Four levels of learning can be differentiated by the nature of the learning task:
· Fact: A simple statement of truth.
· Concept: A set of objects, symbols, or events grouped together because they share certain characteristics.
· Procedure: A step-by-step course of action developed to achieve some goal.
· Principle: A general truth or law basic to other truths or laws.
Data mining is good at learning concepts (i.e., the output of a data mining task). For example, trees, rules, and networks.
Concepts can be viewed from three different perspectives: classical, probabilistic, and exemplar.
Classical: Assumes that all concepts have crisply defined properties to determine whether an individual example is representative of the concept.
Example:
if Annual Income >= $30,000
and Years at Current Position >= 5
and Owns a Home = True
then Good Credit Risk = True
In a nutshell: All three rule conditions must be satisfied.

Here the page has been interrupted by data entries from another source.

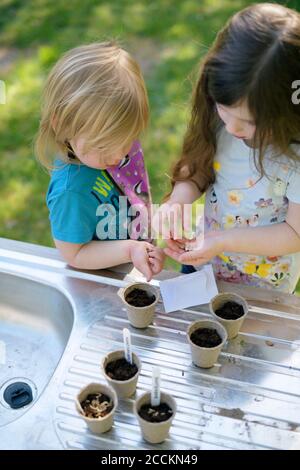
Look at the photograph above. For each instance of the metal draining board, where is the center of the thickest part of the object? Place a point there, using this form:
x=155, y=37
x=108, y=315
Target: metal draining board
x=249, y=400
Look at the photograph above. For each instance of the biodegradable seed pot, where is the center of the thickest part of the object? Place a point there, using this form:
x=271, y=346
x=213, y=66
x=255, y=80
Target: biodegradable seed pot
x=97, y=404
x=155, y=422
x=230, y=310
x=120, y=374
x=140, y=300
x=206, y=339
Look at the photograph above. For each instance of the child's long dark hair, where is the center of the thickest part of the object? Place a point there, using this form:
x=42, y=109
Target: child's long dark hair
x=255, y=58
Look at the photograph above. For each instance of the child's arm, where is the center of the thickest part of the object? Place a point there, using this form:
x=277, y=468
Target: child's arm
x=271, y=240
x=184, y=192
x=105, y=254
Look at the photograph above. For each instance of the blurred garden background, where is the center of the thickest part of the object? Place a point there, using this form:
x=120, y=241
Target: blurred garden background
x=168, y=37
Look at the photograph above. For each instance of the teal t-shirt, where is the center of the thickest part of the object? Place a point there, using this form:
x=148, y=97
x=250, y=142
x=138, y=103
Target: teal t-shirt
x=84, y=205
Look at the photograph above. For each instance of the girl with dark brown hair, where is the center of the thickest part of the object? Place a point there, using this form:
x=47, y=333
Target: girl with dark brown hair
x=242, y=148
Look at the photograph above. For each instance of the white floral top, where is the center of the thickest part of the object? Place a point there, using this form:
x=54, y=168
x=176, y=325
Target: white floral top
x=239, y=198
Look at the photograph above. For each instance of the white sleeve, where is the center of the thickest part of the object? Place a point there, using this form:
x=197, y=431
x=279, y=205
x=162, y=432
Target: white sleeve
x=293, y=186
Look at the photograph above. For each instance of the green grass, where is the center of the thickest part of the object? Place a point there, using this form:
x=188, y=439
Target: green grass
x=168, y=37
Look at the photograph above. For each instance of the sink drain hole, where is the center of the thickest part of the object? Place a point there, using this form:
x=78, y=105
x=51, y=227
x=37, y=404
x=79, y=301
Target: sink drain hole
x=17, y=395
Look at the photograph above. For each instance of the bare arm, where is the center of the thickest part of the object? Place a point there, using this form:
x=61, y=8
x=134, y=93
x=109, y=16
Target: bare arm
x=271, y=240
x=104, y=254
x=184, y=192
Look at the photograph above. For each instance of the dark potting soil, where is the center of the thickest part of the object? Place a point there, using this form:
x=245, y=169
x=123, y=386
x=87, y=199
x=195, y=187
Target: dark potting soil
x=155, y=414
x=140, y=298
x=206, y=337
x=230, y=311
x=96, y=405
x=120, y=369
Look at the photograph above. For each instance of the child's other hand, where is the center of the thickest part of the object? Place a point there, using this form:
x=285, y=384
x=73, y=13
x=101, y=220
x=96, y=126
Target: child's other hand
x=212, y=246
x=156, y=259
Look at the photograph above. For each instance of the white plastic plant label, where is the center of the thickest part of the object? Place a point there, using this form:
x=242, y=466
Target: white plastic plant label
x=155, y=392
x=127, y=345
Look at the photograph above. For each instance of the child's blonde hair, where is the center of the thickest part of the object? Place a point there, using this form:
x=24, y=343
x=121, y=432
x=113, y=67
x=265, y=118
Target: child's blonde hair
x=96, y=91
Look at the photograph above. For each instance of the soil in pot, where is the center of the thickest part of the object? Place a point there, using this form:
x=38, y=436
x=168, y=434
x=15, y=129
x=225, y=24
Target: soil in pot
x=121, y=369
x=206, y=337
x=230, y=311
x=140, y=298
x=155, y=414
x=96, y=405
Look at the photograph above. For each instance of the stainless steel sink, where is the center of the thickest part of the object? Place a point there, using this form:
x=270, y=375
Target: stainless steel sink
x=58, y=323
x=35, y=324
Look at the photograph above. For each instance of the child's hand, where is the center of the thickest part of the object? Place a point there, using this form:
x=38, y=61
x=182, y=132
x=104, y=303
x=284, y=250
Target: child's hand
x=147, y=258
x=156, y=259
x=212, y=246
x=170, y=221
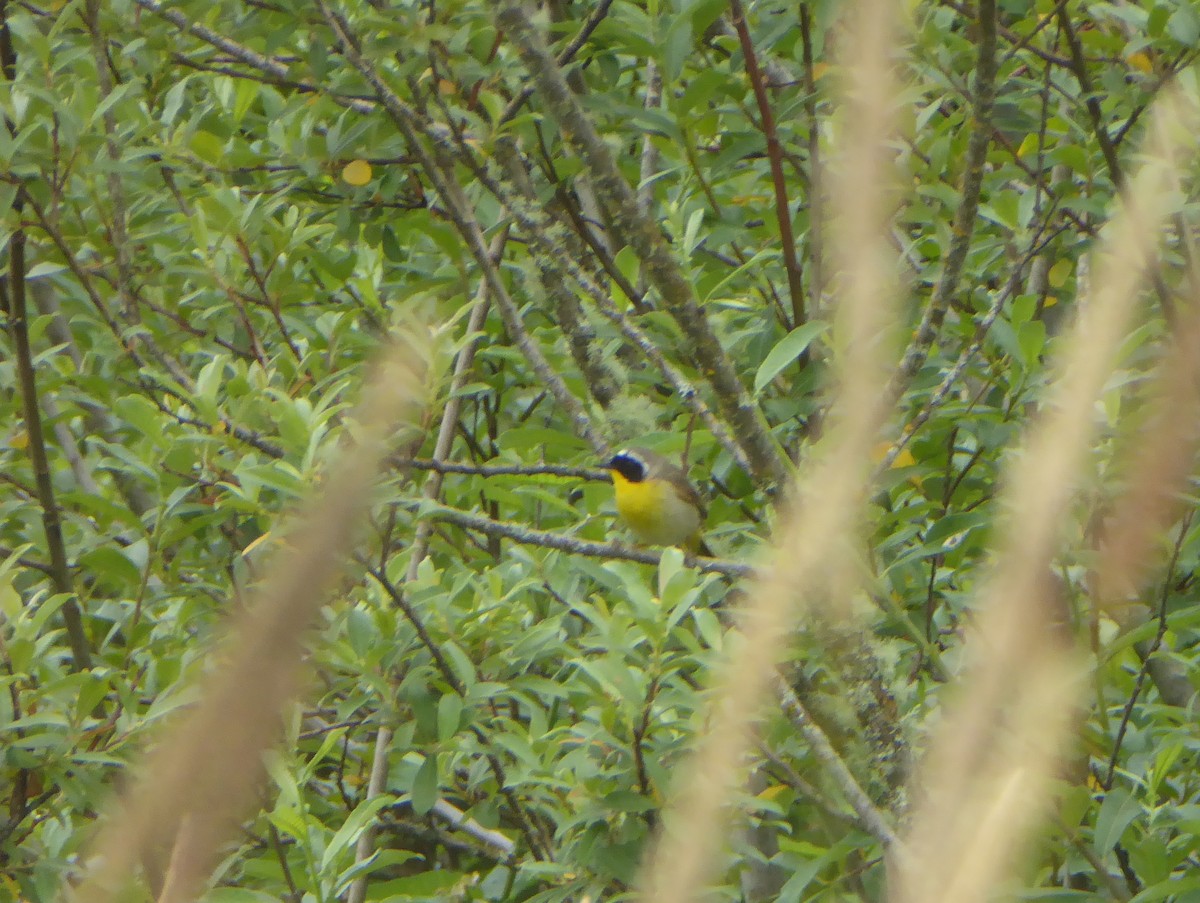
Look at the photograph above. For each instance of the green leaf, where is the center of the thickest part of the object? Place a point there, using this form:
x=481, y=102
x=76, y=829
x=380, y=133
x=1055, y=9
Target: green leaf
x=789, y=350
x=1116, y=813
x=361, y=819
x=425, y=785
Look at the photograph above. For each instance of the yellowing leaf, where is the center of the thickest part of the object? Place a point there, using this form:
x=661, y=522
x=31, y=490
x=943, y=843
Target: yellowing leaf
x=357, y=172
x=1059, y=274
x=1141, y=63
x=255, y=544
x=904, y=459
x=772, y=791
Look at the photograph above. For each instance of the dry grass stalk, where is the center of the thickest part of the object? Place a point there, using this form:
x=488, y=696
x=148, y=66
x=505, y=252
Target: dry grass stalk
x=988, y=773
x=1164, y=452
x=207, y=766
x=814, y=548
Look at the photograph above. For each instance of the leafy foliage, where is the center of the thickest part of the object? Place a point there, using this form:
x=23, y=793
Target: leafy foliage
x=223, y=221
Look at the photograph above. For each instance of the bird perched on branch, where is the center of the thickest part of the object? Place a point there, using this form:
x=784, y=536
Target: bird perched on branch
x=657, y=501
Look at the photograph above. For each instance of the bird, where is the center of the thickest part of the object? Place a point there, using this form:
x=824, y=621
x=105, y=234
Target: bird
x=657, y=501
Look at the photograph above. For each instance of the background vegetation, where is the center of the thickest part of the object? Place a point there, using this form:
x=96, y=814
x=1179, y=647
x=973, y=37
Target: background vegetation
x=591, y=223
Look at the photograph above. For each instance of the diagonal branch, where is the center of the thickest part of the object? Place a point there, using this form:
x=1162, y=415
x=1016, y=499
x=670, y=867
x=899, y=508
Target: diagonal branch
x=775, y=156
x=969, y=205
x=642, y=233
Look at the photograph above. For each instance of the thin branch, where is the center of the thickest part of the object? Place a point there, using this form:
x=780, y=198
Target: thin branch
x=969, y=204
x=522, y=470
x=775, y=157
x=528, y=536
x=461, y=213
x=870, y=817
x=646, y=238
x=27, y=380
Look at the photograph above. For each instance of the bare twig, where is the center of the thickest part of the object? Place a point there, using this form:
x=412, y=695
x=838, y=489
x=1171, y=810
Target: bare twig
x=775, y=157
x=646, y=238
x=52, y=522
x=208, y=766
x=969, y=204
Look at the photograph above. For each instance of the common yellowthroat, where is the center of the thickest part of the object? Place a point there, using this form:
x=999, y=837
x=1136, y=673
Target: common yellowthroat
x=657, y=501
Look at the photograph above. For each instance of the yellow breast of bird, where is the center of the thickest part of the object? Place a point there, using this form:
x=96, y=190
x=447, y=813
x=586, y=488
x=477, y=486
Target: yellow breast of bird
x=654, y=510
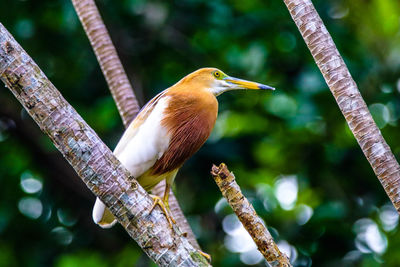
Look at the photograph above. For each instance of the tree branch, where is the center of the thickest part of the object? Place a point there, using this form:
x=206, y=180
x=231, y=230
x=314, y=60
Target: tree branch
x=92, y=160
x=108, y=59
x=121, y=89
x=248, y=216
x=347, y=96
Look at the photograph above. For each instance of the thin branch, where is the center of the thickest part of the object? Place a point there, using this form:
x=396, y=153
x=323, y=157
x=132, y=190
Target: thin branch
x=347, y=96
x=92, y=159
x=248, y=216
x=121, y=89
x=108, y=59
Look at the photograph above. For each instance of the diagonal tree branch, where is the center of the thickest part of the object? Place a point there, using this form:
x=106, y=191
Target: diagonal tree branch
x=92, y=159
x=248, y=216
x=121, y=89
x=108, y=59
x=347, y=96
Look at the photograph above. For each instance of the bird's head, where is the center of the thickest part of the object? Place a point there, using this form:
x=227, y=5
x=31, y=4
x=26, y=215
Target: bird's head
x=217, y=82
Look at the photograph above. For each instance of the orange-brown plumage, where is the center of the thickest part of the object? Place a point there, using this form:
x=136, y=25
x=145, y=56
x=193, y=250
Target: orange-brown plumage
x=189, y=120
x=170, y=129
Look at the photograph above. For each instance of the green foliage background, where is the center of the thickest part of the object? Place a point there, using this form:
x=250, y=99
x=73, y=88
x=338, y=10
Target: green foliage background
x=291, y=149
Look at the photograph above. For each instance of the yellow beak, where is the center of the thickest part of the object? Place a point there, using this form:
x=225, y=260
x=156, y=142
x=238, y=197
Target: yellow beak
x=243, y=84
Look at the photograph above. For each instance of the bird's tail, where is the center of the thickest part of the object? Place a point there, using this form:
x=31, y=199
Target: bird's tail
x=102, y=216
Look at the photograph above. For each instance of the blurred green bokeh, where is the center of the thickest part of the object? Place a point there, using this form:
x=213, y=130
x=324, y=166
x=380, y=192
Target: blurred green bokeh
x=291, y=150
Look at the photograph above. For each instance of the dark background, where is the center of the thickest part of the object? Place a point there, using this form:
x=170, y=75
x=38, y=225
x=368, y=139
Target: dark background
x=290, y=149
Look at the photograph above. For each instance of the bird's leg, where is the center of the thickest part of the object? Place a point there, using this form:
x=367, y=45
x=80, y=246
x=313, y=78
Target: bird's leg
x=159, y=202
x=165, y=200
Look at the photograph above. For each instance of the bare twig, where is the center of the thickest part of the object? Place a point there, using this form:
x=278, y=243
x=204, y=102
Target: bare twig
x=108, y=59
x=347, y=96
x=121, y=89
x=247, y=215
x=92, y=159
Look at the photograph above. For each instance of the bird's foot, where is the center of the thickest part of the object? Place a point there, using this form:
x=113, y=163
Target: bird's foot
x=205, y=255
x=164, y=207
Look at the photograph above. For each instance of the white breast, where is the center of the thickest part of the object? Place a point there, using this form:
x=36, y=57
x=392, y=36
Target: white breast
x=148, y=144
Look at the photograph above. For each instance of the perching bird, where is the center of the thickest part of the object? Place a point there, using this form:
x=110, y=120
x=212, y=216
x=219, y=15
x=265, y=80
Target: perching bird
x=169, y=130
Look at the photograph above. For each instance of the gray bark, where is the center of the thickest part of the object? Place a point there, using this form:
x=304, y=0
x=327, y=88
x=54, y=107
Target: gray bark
x=347, y=96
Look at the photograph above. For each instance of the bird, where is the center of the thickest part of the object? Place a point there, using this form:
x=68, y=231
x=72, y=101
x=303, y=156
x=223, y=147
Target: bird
x=168, y=130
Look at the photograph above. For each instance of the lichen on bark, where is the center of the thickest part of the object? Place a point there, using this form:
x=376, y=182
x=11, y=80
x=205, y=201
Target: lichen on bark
x=347, y=96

Probabilistic: Assumes that concepts are represented by properties that are probable for individual examples that are representative of the concept.
Example:
The mean annual income for individuals who usually make loans payments on time is $30,000.
The mean number of years at the current employer for individuals who are usually good credit risks is five years.
Individuals who are usually good credit risks tend to own their own home.
In a nutshell: The three rules are used as a general guideline and a probability is usually associated with how well an individual satisfies membership in the concept.
Exemplar: Assumes that a given individual is an example of the concept if the individual is similar enough to a set of one or more known examples of the concept.
Example
Exemplar #1:
Annual Income = $32,000
Years at Current Position = 6
Owns a Home = True
Exemplar #2:
Annual Income = $56,000
Years at Current Position = 13
Owns a Home = False
Exemplar #3:
Annual Income = $21,000
Years at Current Position = 17
Owns a Home = True
In a nutshell: A probability is usually associated with each exemplar indicating the likelihood of concept membership.
Four general types of knowledge can be used as a guide to determine when data mining should be considered: shallow knowledge, multidimensional knowledge, hidden knowledge, and deep knowledge.
Shallow knowledge: Factual in nature and easily stored and manipulated in a database using SQL (data mining not required).
Multidimensional knowledge: Also factual in nature, but stored in a multidimensional format requiring OLAP tools for manipulation (data mining not required).
Hidden knowledge: Represents patterns or regularities in data that cannot be easily found using SQL or OLAP tools (ideal for data mining).
Deep knowledge: Knowledge that can only be found if some direction is provided about what to look for (beyond the capabilities of current data mining tools).